Charlize Theron, Martini & Rossi, and Dior
The rise to public recognition and prominence of many Hollywood stars started early in their acting careers by highly impressionable appearances in popular commercials.
Charlize’s 1996 appearance in a Martini & Rossi commercial was certainly attention grabbing.
1. Martini & Rossi, Mogul
Advertising Agency: McCann-Erickson
Martini & Rossi Bianco’s ‘Mogul’ commercial, and Cannes Gold Lion winner, was directed by Moshe Branka, and filmed on location in Portofino, Italy.
Charlize Theron’s rather ‘cheeky’ film role resulted in Martini & Rossi enjoying an unprecedented global boost in sales to male drinkers at the time.
Harper’s Bazaar, October, 2018
Interviewed by the the fashion magazine’s Becki Murray, Charlize Theron spoke about her long association with The House of Dior.
“Any time I work with Dior, there is always a conversation happening about diversity and the perception of women and I’m lucky to get to work with a brand that is as interested in those questions as I am.”
She likes to think, she revealed, that’s she’s triggered these questions on beauty and diversity, not only in the most recent film for Dior J’adore, but since her first campaign appearance for the brand in 2004.
In her 2014 Dior J’adore commercial for example, she climbs up a long hanging trail of gold silk that takes her through the domed ceiling of the Palace of Versailles to emerge in a futuristic cityscape.
The stylish visual metaphor for leaving the encumbrance of the past behind to freely embrace the future, aptly underscores the commercial’s message. “The past is no place to live and now is the time. The only way out is up and it’s not heaven. It’s a new world.”
Style over Substance
The luxury fashion genre is usually about highly romanticised fantasies, exquisitely styled and sensual imagery of glamorous sophistication, rather than contemplative substance.
Traditionally this has proven to be a highly successful formula and to a large degree still is.
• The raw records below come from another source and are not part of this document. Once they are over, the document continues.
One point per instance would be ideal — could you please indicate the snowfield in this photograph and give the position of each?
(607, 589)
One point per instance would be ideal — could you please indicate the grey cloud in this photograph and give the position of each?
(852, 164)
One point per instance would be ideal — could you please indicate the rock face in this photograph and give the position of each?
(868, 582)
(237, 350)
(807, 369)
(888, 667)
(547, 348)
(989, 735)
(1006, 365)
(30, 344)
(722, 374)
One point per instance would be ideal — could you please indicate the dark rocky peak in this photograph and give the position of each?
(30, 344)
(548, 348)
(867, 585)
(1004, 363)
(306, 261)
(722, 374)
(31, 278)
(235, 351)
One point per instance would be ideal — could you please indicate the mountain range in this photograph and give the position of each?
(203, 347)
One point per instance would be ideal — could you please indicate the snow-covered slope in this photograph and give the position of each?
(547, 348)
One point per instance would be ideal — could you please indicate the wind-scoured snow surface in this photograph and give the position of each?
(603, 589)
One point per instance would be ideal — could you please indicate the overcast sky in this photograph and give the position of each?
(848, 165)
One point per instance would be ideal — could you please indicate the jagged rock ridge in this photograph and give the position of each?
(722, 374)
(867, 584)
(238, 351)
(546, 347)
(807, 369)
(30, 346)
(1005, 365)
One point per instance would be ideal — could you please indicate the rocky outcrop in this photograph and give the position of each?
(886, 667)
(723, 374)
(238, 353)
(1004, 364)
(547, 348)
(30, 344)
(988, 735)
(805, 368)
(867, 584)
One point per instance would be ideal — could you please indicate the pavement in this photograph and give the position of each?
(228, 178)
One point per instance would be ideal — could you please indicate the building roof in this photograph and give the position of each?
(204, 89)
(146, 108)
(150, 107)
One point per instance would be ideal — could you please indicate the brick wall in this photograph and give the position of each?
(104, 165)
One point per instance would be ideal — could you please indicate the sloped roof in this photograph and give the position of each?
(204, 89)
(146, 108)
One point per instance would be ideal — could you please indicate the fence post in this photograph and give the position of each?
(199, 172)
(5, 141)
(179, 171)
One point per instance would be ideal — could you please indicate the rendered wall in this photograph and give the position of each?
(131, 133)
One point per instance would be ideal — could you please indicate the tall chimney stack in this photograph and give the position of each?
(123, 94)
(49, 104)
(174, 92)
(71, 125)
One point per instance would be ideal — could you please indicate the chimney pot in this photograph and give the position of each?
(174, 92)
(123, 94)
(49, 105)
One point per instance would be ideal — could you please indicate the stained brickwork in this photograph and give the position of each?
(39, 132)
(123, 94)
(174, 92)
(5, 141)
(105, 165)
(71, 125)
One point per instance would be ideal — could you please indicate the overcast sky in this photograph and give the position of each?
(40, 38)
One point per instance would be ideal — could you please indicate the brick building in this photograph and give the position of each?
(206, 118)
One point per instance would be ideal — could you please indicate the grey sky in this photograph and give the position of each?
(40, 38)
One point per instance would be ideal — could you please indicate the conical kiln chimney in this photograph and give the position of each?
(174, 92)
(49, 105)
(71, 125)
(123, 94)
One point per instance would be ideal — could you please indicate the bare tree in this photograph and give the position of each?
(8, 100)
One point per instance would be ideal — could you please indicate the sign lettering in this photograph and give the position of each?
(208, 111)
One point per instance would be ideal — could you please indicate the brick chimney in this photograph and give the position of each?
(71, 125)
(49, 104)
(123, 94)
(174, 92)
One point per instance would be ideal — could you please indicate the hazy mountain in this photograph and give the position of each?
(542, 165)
But women globally are increasingly challenging clichéd notions of feminine sensuality and desires.
Earning sustained consumer brand loyalty in the fashion industry going forward will require more motivational substance for emotively positive responses.
The following featured Dior J’adore commercials are their most successful brand preference scoring commercials to date.
The fact that the two commercials offer more substantive viewing with visual narratives that convey a message, very likely accounts for their high scores.
2. Dior J’adore, Absolu
Advertising Agency: Dior Network, USA
Directed by Romain Gavras, the commercial introduces a new Dior J’adore fragrance creation by in-house perfumer Francios Demachy. The base ingredient of his highly successful ‘Absolu’ composition consists of Jasmine nectar from Grasse in France.
The ‘Turkish Bath’ is the name of a painting at the Louvre in Paris by Jean-Auguste-Dominique Ingres that provided the visual inspiration for the commercial. The painting depicts a group of naked women sensually enjoying the comfort of each other’s relaxed company.
The background music features ‘Flashing Lights’ by Kanye West and the beautiful glass J’adore Absolu container pictured prominently in the commercial, was designed by French artist Jean-Michel Othoniel, and handmade on the Venetian Island of Murano in Italy.
3. Dior J’adore Absolu, The Message
Charlize Theron: “There is something about the essence of what we did here that felt very unified and felt like a real come together of femininity and women kind of standing together and being very powerful”.
4. Dior J’adore Absolu, The Couture
Christian Dior Haute Couture Ateliers: Italian Dress Designer, Maria Grazia Chiuri.
5. Dior J’adore, The Future Is Gold
Advertising Agency: TBWA Worldwide
Directed by filmmaker Jean-Baptiste Mondino, the commercial features Woodkid’s ‘I Love You’ as the musical soundtrack.
Charlize Theron’s elegant entrance in the ‘Hall Of Mirrors’ of the Versailles Palace, and her magical exit through the domed ceiling, as previously described, motivated over 10 million views on YouTube within a couple of weeks after its TV and Cinema debut.